Zwettl after 1400: Battered by Bohemia
As a border town close to Moravia and Bohemia, Zwettl was heavily involved in the Hussite Wars repeatedly throughout the 15th century. It was besieged three times in 1426 and 1427. Zwettl was successfully defended, but the monastery was flattened by the Hussites on that occasion. The Reformation and Counter-Reformation brought further trouble to the area, which lost its status as a border town when the Habsburgs acquired Bohemia and Moravia in the early 16th century.
During the 30-Years-War, the conflicts with Bohemia re-emerged and Swedish troops occupied Zwettl and looted it rather badly in 1645. The city never fully recovered to previous glory and spent a few not overly exciting centuries. Today, Zwettl tries to emphasise its importance for gentle ecotourism. Sightseeing attractions are obviously the Cistercian Abbey, a well designed by hippie-artist Friedensreich Hundertwasser, as well as a town centre with city walls, Renaissance and Baroque town houses concentrated around the main square.

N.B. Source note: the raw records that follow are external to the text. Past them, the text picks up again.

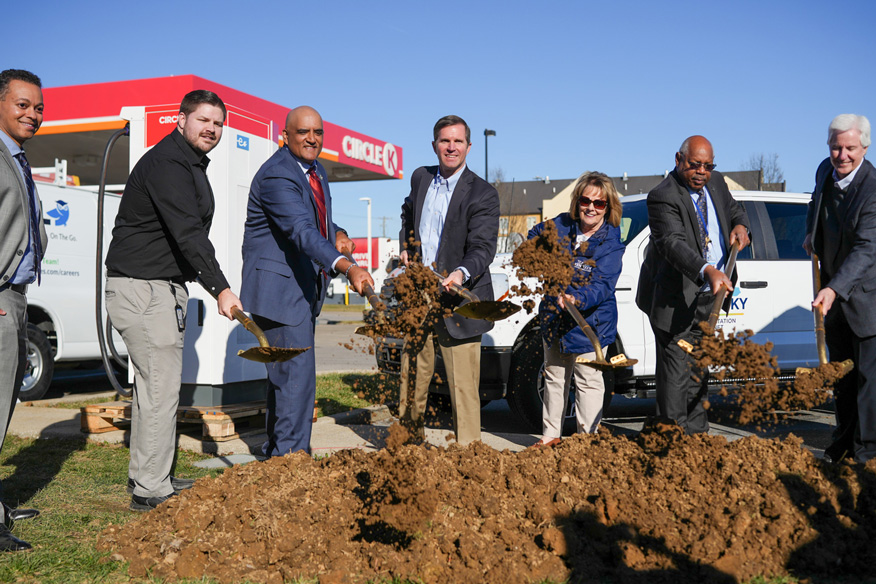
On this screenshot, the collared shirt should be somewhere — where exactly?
[833,158,864,191]
[286,144,342,270]
[0,130,43,284]
[687,186,725,291]
[106,129,229,296]
[420,165,470,282]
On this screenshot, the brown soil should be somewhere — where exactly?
[694,326,843,424]
[100,425,876,583]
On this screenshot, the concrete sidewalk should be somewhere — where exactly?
[9,392,537,466]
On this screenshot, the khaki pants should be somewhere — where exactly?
[106,277,189,497]
[399,332,481,446]
[542,340,605,438]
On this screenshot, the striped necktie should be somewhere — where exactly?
[697,189,709,258]
[15,152,43,284]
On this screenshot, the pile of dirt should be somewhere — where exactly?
[511,220,575,312]
[694,325,844,424]
[100,425,876,584]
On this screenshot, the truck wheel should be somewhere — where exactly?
[18,324,55,402]
[506,329,544,434]
[506,330,614,435]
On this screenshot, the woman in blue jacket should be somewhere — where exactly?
[529,172,624,445]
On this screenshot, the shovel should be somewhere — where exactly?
[231,306,310,363]
[564,302,639,371]
[432,272,520,322]
[796,252,855,378]
[678,241,739,353]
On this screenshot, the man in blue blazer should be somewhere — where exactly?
[240,106,374,456]
[636,136,749,434]
[803,114,876,463]
[399,116,499,446]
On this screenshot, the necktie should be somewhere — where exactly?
[307,166,328,237]
[697,189,709,258]
[15,152,43,284]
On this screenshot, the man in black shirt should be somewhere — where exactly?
[106,90,243,511]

The city walls and Zwettl′s past as a border town left the city with various towers and fortifications worth a closer look. Note also the town museum (Stadtmuseum Zwettl) for local history and the churches of Propsteikirche, the Lutheran church and the "Spitalskirche zum Hl. Martin". If you fancy exploring the surroundings of Zwettl beyond the monastery, note The chateaux of Schloss Rosenau. It comes with a museum dedicated to Austrian traditions of freemasonry.